Monday, November 15, 2010

Casimiro

I know I sound like an old codger when I say this, but it's amazing to me what you can find on the Internet these days. I've been working on genealogical research off and on for the last three years, mainly using Ancestry.com.


Before I started, I didn't know the name of my grandfather's maternal grandfather, Casimiro Di Cristina. Until last week, I knew almost nothing more about him--I knew he was a Sicilian immigrant, but that's about it.



Then, last week, I got this email from Ancestry.com. Apparently, they search new records for your ancestors and let you know as new matches are found.

I followed the link and found his 1921 passport application. Apparently he was returning to Italy to visit his mother. And the back of the page included a photo of my dapper, 5-foot-eight great-great-grandfather!

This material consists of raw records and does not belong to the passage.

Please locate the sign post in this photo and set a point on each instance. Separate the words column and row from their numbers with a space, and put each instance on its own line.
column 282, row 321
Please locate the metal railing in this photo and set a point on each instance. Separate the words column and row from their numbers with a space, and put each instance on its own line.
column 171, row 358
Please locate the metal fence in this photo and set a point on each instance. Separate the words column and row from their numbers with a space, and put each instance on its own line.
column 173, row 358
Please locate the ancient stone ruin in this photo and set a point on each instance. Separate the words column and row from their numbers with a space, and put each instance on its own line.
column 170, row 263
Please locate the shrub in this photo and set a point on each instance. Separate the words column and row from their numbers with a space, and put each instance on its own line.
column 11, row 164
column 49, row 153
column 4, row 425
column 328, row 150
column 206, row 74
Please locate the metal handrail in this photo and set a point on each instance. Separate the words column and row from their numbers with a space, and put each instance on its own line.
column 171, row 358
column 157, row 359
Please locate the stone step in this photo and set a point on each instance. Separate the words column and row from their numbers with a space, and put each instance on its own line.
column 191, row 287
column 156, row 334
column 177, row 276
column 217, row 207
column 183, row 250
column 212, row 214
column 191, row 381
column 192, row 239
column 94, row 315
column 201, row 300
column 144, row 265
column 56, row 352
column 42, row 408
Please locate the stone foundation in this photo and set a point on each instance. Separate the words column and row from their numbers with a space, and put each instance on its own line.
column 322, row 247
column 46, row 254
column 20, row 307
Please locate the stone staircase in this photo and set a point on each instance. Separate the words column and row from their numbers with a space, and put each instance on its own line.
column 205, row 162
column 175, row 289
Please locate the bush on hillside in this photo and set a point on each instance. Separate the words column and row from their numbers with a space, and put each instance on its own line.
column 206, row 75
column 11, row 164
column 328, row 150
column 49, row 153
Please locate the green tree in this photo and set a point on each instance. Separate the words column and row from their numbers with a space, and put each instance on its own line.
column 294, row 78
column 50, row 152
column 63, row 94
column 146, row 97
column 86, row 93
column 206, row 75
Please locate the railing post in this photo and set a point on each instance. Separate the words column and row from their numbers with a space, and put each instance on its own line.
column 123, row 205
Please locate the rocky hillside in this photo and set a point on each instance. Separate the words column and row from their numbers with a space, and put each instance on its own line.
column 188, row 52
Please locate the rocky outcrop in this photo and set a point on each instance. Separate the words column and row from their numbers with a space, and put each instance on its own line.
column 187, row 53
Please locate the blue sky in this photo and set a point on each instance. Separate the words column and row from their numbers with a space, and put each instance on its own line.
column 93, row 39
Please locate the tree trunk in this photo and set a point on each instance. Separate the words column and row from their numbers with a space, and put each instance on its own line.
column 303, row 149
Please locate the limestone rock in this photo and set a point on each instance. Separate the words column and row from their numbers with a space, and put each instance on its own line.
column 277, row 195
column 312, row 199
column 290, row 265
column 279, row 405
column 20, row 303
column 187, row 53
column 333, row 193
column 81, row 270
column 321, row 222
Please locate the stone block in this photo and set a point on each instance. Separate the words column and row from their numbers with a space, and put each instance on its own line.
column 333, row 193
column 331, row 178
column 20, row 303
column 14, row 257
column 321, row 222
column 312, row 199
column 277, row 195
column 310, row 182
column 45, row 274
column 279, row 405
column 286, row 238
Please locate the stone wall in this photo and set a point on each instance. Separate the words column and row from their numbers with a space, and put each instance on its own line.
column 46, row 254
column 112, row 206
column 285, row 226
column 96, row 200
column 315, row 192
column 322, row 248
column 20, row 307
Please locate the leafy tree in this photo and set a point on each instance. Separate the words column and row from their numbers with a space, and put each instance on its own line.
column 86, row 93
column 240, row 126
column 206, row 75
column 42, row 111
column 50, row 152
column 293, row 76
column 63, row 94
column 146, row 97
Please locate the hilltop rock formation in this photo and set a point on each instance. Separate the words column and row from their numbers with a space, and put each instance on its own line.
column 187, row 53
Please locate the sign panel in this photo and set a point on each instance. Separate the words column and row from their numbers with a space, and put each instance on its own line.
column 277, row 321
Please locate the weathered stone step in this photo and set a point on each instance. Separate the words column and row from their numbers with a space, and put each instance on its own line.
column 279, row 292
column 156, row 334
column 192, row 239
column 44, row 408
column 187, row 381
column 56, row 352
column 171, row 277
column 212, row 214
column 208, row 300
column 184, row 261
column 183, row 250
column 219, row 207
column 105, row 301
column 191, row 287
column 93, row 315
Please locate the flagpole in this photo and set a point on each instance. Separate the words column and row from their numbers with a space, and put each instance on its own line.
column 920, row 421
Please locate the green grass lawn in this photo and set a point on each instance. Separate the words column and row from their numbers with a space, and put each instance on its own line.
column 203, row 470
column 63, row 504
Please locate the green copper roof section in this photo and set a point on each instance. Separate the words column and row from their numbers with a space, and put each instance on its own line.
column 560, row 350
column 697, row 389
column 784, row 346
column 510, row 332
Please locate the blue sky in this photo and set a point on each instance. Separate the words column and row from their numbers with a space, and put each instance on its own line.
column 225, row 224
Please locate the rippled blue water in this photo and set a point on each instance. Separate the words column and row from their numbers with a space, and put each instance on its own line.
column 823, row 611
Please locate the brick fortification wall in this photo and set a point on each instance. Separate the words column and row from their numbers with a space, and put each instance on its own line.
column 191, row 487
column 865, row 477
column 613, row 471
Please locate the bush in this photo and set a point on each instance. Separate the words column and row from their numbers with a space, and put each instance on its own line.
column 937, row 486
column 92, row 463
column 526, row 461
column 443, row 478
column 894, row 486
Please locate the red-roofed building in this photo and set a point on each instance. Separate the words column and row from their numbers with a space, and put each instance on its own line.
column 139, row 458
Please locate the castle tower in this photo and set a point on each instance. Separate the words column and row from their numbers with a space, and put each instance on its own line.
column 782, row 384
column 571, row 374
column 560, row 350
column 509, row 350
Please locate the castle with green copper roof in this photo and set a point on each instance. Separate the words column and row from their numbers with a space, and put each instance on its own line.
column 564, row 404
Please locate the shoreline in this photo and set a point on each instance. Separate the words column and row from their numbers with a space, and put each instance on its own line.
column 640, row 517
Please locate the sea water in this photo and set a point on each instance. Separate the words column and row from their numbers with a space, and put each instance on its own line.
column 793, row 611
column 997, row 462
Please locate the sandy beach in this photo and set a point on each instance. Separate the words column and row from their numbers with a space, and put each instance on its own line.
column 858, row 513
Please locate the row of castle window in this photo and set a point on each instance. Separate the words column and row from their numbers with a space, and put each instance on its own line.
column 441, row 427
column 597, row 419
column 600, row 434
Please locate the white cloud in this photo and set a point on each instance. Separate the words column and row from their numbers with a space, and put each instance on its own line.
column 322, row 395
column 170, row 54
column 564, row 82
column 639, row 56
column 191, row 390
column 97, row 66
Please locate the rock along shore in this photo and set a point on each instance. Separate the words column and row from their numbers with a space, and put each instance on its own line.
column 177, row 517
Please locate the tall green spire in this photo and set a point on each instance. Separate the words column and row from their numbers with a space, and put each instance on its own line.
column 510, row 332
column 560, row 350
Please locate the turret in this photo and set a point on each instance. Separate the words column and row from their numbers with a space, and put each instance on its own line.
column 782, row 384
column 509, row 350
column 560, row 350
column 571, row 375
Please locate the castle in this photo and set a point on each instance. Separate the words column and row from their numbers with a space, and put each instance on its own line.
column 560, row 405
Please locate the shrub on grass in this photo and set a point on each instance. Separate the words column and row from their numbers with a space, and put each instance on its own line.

I kept searching, and found more interesting stuff: a 1913 passport application, also for the stated purpose of returning to Italy. The ship's passenger list from when he returned to the US from that trip, via New York. His 1903 naturalization record. And, perhaps coolest of all, the ship's passenger list from when he originally immigrated to the Port of New Orleans in 1889, at the age of 17.

He seems to have been fairly well off. He's the only person listed on his sheet the 1889 passenger list who made the voyage in a cabin, rather than in steerage. His occupation on the passport applications is listed as "Merchant." And, presumably, only someone who was at least comfortably middle class would have been able to make the journey back to Italy just to visit family.

Seeing these records--especially his photo--has given me a newfound sense of connection to the past and an appreciation for the place of immigrants in the fabric of US history. I'm delighted to have found this info, and amazed that I didn't have to go to New Orleans and hunt through who knows how many records, as I would have done even ten years ago.

I've made other cool discoveries, but I'll save those for another post, later.